Novela familiar en el Madrid de los años 70
Ficción. Reproches, ajustes de cuentas y catarsis entre padres e hijos presenta Lluvia fina, última novela de Luis Landero.
“Ahora ya sabe con certeza que los relatos no son inocentes, no del todo inocentes. Quizá tampoco lo sean las conversaciones de diario, los descuidos y equívocos verbales o el hablar por hablar. Quizá ni siquiera lo que se habla en sueños sea del todo inocente”. Así comienza Lluvia fina, casi con una presentación informal o vulgata de la teoría psicoanalítica. Su autor, Luis Landero (España, 1948), ha cultivado un realismo cercano a la crítica social costumbrista y fue un asiduo best-seller en los años 90, con novelas como Juegos de la edad tardía y El mágico aprendiz.
Esa novela puede leer como una aplicación literal de lo que Freud llamó “novela familiar”: el relato que permite que cada miembro de una familia logre articular como propio, para estructurar su desarrollo autónomo y adulto. Narrada casi exclusivamente a través de diálogos, cuenta de manera coral la historia de una familia madrileña entre los 70 y el presente. Un padre muerto, una madre, dos hijas, Sonia y Andrea, y un hijo, Gabriel. A partir de allí se distribuirán los roles según las instrucciones o determinaciones de la madre, mujer dura a la que se llama siempre “mamá”.

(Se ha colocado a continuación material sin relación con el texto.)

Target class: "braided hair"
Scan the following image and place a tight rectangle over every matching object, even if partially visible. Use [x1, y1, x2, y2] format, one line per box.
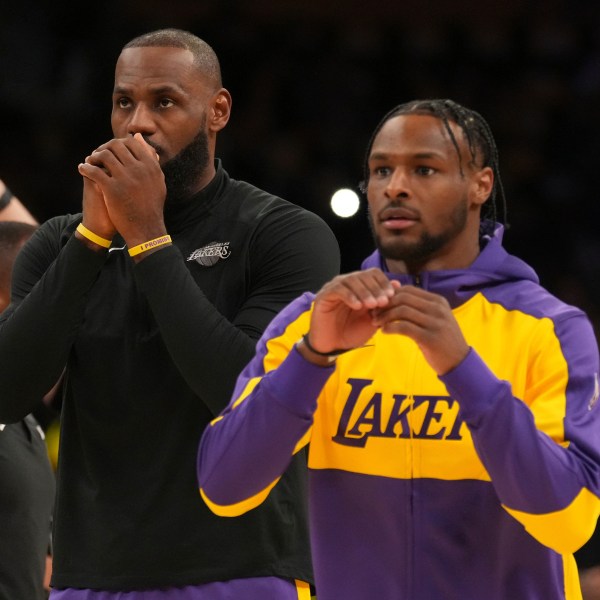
[359, 99, 508, 234]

La depositaria de todas las historias es Aurora, la mujer de Gabriel. Cuando Gabriel intenta organizar el festejo de los ochenta años de la madre, se desencadena una catarsis colectiva –veneno que se vierte en el oído, como en Hamlet– en la cual cada quien le da su versión de lo que ocurrió con su vida a partir de sus vínculos familiares.
Por otra parte, Landero da a estos temas un tratamiento que, sin esquematismos, evita caer en la confesión verista o el testimonio. Los diálogos son realistas; lo que se cuenta, no tanto. Predomina más bien lo fantasmal –que podría hacerse colectivo– en los roles que desempeñan los personajes. Estos están exagerados, y cada cual porta ciertos epítetos: la madre, con su moño, rígida, es una estilización, un arquetipo de la sequedad llevado al extremo. Lo mismo con los hijos: la mayor, entregada al matrimonio con un monstruo; la segunda, abandonada; el menor es el protegido, “filósofo” –en la realidad de la ficción y en su actitud “contemplativa” y estereotipada–, autocomplaciente y egoísta.
Todo puesto en perspectiva por un anacronismo deliberado, ya que el reparto de roles y las determinaciones de la madre –manda a casar a su hija a los 15 años; la otra quiere hacerse monja, y así sucesivamente– parecen más propias de las primeras décadas del siglo XX –o incluso del XIX– y no de los años 80 y 90.
Es no obstante gracias a este desfasaje que Lluvia fina consigue ser una buena novela. Al trabajar sobre generalizaciones se ocupa de los conflictos, miserias e ilusiones de más de una generación.
La continua conversación, las catarsis, las acusaciones cruzadas, los reproches y ajustes de cuentas sólo se sostienen merced a la prosa intimista y funcional de Luis Landero.